6RD/6to4 tunneling mechanism allows IPv6 sites to communicate over an IPv4 network without the need to configure explicit tunnels, as well as and for them to communicate with native IPv6 domains via relay routers. Effectively, 6RD/6to4 treats the wide area IPv4 network as a unicast point-to-point link layer. Both ends of the 6RD/6to4 tunnel are dual-stack routers. Because 6RD/6to4 does not build explicit tunnels, it scales better and is easier to manage after setup.
6to4 encapsulates an IPv6 packet in the payload portion of an IPv4 packet with protocol type 41. The IPv4 destination address for the encapsulating IPv4 packet header is derived from the IPv6 destination address of the inner packet (which is in the format of 6to4 address) by extracting the 32 bits immediately following the IPv6 destination address's 2002:: prefix. The IPv4 source address in the encapsulating packet header is the IPv4 address of the outgoing interface (not system IP address).
6RD is very similar to 6to4; the only difference is that the fixed 2002 used in 6to4 prefix is replaced by a configurable prefix.
An important deployment of 6RD/6to4 deployment is in access network as shown in Figure: 6to4 in access network deployment.

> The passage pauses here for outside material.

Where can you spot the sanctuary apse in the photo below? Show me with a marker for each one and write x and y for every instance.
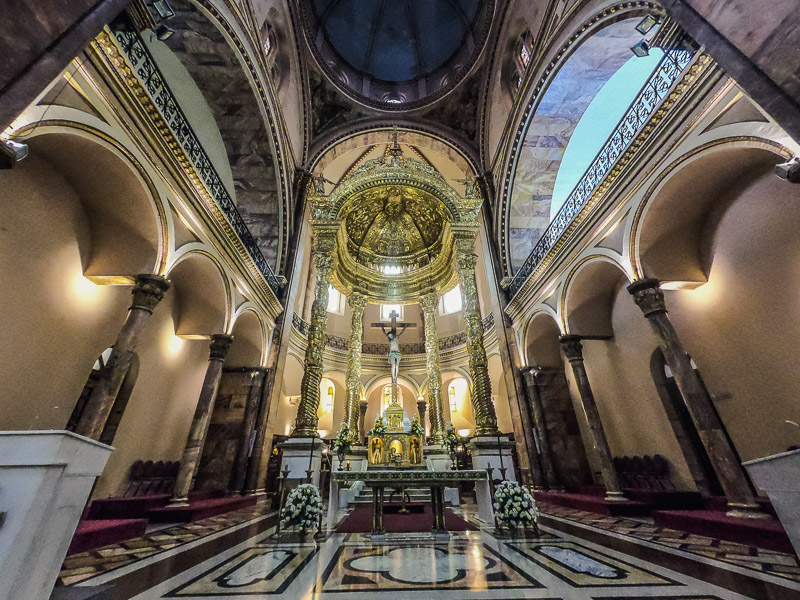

To provide IPv6 services to subscribers, 6RD is deployed in these access networks to overcome the limitations of IPv4 only access network gear (for example, DSLAMs) with no dual stack support.
From an AA ISA point of view, deployment of 6RD in the access network is similar to that of the general deployment case between IPv6 islands with the added simplification that each 6RD tunnel carries traffic of a single subscriber.
When AA ISA sees an IPv4 packet with protocol type 41 and a payload that includes an IPv6 header, it detects that this is a 6rd/6to4 tunneled packet.
AA ISA detects, classifies, reports, and applies policies to 6rd/6to4 packet for ESM, SAP, spoke-SDP, and transit-IP (ip-policy) AA subscriber types.
Fragmented IPv6 are supported only if tunneled through non-fragmented IPv4 packets.
Fragmentation at the IPv4 layer is not supported by AA ISA (when used to tunnel fragmented or non-fragmented IPv6 packets). These packets are cut-through with sub-default policy applied with a possibility of re-ordering.
If the packet has IPv4 options then AA ISA does not look into the IPv6 header. The packet is classified as IPv4 ‟unknown TCP/UDP”. Furthermore, TCP/UDP checksum error detection is only applied for Ipipe and routed services.
If the DSCP AQP action is applied to 6RD6to4 packets, both IPv4 and IPv6 headers are modified. AQP mirroring action is applied at the IPv4 layer. All collected statistics include the tunnel over-head bytes, aka. IPv4 header size.